Era uma tarde quente de janeiro de 2017. Desde manhã, tentava trabalhar num projeto que deveria ser dos meus sonhos – mas que, por algum motivo, não ia pra frente. Frustrada, levantei da escrivaninha e sentei no sofá pra assistir a um vídeo que minha irmã me mandou. Era uma palestra sobre propósito.
Há mais de um ano havia deixado meu emprego de repórter num jornal e me aventurava pelo mundo dos freelas. Ser minha própria chefe e trabalhar do conforto de casa era bacana, mas não estava feliz. Decidi arriscar e criar o trabalho perfeito: uma revista digital que falasse sobre tudo que gosto.
Fiz listas dos assuntos, das editorias, das ideias de pauta. Passei semanas matutando a linha editorial, a diagramação, o nome da revista. Quando finalmente chegou o dia de colocar em prática, telefonei pro entrevistado da primeira matéria e desanimei: não era isso que queria estar fazendo…
Foi aí que sentei no sofá e dei play na palestra. Assisti com papel e caneta e anotei algumas impressões. Aos 40 minutos, fechei o computador, fui até o escritório e anunciei pro Dudu: “já sei o que quero fazer”. Ele me olhou confuso: “ah, é?”. “Sim”, respondi, “quero trabalhar com crianças”.
Fui até a casa dos meus pais, que fica ao lado da nossa, e anunciei o mesmo: “mãe, pai, quero trabalhar com crianças”. Eles ficaram tão confusos quanto o Dudu. Expliquei brevemente como cheguei a essa conclusão e pedi pra minha mãe o telefone de uma amiga, dona de um jardim de infância Waldorf.

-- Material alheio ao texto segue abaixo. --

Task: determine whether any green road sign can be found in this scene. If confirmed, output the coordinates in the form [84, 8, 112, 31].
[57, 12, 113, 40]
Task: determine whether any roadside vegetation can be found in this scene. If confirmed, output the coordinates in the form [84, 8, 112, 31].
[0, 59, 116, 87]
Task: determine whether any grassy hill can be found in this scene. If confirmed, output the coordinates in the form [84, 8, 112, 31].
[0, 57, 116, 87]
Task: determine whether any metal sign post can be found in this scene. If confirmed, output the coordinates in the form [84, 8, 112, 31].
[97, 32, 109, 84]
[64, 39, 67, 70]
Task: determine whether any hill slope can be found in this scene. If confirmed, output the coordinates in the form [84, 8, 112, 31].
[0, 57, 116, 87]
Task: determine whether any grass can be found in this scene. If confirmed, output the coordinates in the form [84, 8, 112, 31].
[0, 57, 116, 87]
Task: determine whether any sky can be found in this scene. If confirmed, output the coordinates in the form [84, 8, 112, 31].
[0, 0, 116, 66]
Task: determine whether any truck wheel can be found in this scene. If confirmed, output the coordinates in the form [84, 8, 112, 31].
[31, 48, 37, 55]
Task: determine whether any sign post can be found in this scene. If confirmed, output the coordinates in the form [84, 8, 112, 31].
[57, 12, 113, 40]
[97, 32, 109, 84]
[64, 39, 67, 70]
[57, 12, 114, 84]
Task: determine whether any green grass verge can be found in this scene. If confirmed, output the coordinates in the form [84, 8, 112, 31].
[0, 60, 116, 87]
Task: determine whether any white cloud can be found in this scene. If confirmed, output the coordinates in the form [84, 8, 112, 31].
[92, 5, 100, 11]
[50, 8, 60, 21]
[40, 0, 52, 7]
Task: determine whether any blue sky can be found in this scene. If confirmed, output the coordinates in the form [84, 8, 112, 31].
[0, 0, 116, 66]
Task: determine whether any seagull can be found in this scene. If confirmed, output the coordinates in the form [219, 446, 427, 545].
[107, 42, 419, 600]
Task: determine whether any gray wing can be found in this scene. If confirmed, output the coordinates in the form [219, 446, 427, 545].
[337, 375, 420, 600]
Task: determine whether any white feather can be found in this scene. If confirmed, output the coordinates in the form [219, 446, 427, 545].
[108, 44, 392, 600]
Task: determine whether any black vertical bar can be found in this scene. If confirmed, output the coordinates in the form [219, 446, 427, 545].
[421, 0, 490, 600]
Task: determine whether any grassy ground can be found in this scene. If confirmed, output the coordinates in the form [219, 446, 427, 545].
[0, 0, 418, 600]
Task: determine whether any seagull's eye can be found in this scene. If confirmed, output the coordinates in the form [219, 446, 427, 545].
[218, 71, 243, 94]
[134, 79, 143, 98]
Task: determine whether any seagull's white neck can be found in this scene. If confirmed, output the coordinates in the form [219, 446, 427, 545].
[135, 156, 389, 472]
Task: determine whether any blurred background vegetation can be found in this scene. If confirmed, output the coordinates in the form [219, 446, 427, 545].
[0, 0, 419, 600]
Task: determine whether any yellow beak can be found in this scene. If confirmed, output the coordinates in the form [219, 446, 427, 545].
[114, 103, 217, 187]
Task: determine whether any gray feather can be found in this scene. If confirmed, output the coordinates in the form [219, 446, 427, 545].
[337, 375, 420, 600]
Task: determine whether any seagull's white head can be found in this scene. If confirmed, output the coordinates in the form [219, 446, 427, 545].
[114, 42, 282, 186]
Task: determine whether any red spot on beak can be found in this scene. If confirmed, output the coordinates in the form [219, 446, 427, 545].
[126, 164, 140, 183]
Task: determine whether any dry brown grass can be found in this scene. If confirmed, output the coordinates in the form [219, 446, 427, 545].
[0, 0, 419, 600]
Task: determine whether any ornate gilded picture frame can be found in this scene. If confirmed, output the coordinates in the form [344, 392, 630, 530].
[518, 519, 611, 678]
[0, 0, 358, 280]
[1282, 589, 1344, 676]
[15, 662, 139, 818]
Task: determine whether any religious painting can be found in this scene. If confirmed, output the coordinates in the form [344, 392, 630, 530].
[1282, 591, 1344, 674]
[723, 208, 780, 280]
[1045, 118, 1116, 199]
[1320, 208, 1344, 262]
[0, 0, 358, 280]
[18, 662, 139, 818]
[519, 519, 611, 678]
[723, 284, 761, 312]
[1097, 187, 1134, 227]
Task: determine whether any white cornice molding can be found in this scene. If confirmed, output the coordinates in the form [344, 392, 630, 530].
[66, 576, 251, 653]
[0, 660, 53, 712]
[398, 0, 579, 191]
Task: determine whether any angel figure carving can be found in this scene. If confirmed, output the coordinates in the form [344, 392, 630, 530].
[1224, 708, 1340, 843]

Liguei e marquei um encontro pro dia seguinte. Conversamos, contei minha história e ela me respondeu: “Iana, a nossa estagiária avisou que não vai mais trabalhar aqui. Vai pra casa e amanhã me diz como você se sente quanto a isso”. Dormi, acordei e liguei pra ela: “quero muito essa vaga”.
No dia seguinte, lá estava realizando meu sonho de infância: trabalhando rodeada de crianças em uma escola. Apesar de novata, me senti mais segura e preparada que em toda minha carreira de jornalista. Estar com crianças era tão natural que nada me desestabilizava: nem um choro, nem um machucado muito menos uma fralda suja.
Os dias passaram e a empolgação só aumentava. Muitas vezes questionava se era justo ser paga por algo que me fazia tão bem. Acordava todos os dias cheia de energia, e domingos à noite já não eram depressivos – agora eu ansiava pelas segundas-feiras. Então isso é trabalhar com o que se ama?
Crianças sempre foram minha paixão – desde que era uma, já me encantava estar com as ainda menores. Aos dois anos, aproveitava qualquer chance pra sair por aí com minha irmã recém-nascida no colo. Aos doze, ganhei mais uma irmã – e estar com ela e vê-la crescer era dos maiores prazeres da minha adolescência.
Anos atrás, meu pai perguntou porque na minha casa só tinham livros de arquitetura do Dudu: “onde estão os seus de jornalismo?”. Não havia nenhum – mas já havia alguns sobre educação: que agora enchem as prateleiras e preciso me controlar pra não comprar mais.
Vai fazer um ano que mudei pra outra escola Waldorf, dessa vez como auxiliar de professora. Meus companheiros são 22 crianças de três a seis anos- que não cansam de me emocionar – e uma professora – com tanta experiência e conhecimento, que cada dia com ela vale por muitos na universidade.
Trabalhar com pequenos é intenso: demanda presença, atenção e disponibilidade. Quando estou com eles, estou por inteiro, de corpo e alma. Assim como as crianças, meu aprendizado é constante e todo momento é uma oportunidade de ser melhor. Meu maior esforço é para ser digna de receber tamanha entrega, confiança e carinho que depositam em mim.
Faz pouco tempo que estou nesse novo mundo, mas, de verdade, parece que nunca houve outro… Tudo aconteceu tão rápido que não parei pra pensar onde vou chegar. Por enquanto, só quero continuar sentindo essa alegria diária de percorrer um caminho que me sinto tão honrada em trilhar.